As of In 2011 2011, Corcelles had an unemployment rate of 0.86%. As of 2008, there were a total of 70 people employed in the municipality. Of these, there were 24 people employed in the primary economic sector and about 8 businesses involved in this sector. 19 people were employed in the secondary sector and there were 6 businesses in this sector. 27 people were employed in the tertiary sector, with 3 businesses in this sector. There were 106 residents of the municipality who were employed in some capacity, of which females made up 42.5% of the workforce.

In 2008 there were a total of 53 full-time equivalent jobs. The number of jobs in the primary sector was 15, all of which were in agriculture. The number of jobs in the secondary sector was 18 of which 8 or (44.4%) were in manufacturing and 10 (55.6%) were in construction. The number of jobs in the tertiary sector was 20. In the tertiary sector; 2 were in wholesale or retail sales or the repair of motor vehicles, 4 were in a hotel or restaurant, 14 were in education.

In 2000, there were 9 workers who commuted into the municipality and 75 workers who commuted away. The municipality is a net exporter of workers, with about 8.3 workers leaving the municipality for every one entering. A total of 31 workers (77.5% of the 40 total workers in the municipality) both lived and worked in Corcelles. Of the working population, 11.3% used public transportation to get to work, and 61.3% used a private car.

In 2011 the average local and cantonal tax rate on a married resident of Corcelles making 150,000 CHF was 13.2%, while an unmarried resident's rate was 19.4%. For comparison, the rate for the entire canton in the same year, was 14.2% for married residents and 22.0% for single. The nationwide rate was 12.3% and 21.1% respectively. In 2009 there were a total of 100 tax payers in the municipality. Of that total, 26 made over 75,000 CHF per year. There were 2 people who made between 15,000 and 20,000 per year. The average income of the over 75,000 CHF group in Corcelles was 112,900 CHF, while the average across all of Switzerland was 130,478 CHF.

==Religion==
From the 2000 census, 107 or 52.2% belonged to the Swiss Reformed Church, while 47 or 22.9% were Roman Catholic.
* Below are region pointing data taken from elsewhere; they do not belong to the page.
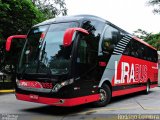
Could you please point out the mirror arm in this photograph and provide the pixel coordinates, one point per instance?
(9, 40)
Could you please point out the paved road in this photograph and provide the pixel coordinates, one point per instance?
(130, 104)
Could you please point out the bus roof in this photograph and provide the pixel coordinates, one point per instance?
(89, 17)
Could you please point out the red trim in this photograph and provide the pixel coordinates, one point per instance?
(56, 101)
(127, 91)
(138, 39)
(102, 64)
(9, 40)
(155, 85)
(67, 40)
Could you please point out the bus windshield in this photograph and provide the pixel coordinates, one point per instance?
(48, 55)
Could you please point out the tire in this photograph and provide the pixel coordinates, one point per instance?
(147, 87)
(105, 96)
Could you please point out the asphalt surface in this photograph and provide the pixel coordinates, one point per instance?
(135, 104)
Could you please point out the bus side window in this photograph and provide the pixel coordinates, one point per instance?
(110, 39)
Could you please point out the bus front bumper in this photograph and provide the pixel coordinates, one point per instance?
(58, 101)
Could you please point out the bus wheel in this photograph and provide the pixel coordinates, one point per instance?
(147, 88)
(105, 96)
Of the rest of the population, there was 1 member of an Orthodox church, there was 1 individual who belongs to the Christian Catholic Church, and there were 36 individuals (or about 17.56% of the population) who belonged to another Christian church. 8 (or about 3.90% of the population) belonged to no church, are agnostic or atheist, and 5 individuals (or about 2.44% of the population) did not answer the question.

==Education==
In Corcelles about 59.4% of the population have completed non-mandatory upper secondary education, and 6.6% have completed additional higher education (either university or a Fachhochschule). Of the 7 who had completed some form of tertiary schooling listed in the census, 71.4% were Swiss men, 28.6% were Swiss women.

The Canton of Bern school system provides one year of non-obligatory Kindergarten, followed by six years of Primary school. This is followed by three years of obligatory lower Secondary school where the students are separated according to ability and aptitude. Following the lower Secondary students may attend additional schooling or they may enter an apprenticeship.
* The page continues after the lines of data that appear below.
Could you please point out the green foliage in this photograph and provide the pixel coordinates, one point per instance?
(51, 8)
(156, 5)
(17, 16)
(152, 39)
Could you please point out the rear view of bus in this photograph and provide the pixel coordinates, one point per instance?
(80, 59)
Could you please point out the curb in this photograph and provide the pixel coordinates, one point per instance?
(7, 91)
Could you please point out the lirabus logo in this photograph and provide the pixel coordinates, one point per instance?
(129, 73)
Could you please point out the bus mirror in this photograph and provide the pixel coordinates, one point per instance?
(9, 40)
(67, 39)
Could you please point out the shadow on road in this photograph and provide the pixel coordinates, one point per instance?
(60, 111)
During the 2011-12 school year, there were a total of 11 students attending classes in Corcelles. There were no kindergarten classes and one primary class with 11 students.

As of In 2000 2000, there were a total of 22 students attending any school in the municipality. Of those, 4 both lived and attended school in the municipality, while 18 students came from another municipality. During the same year, 35 residents attended schools outside the municipality.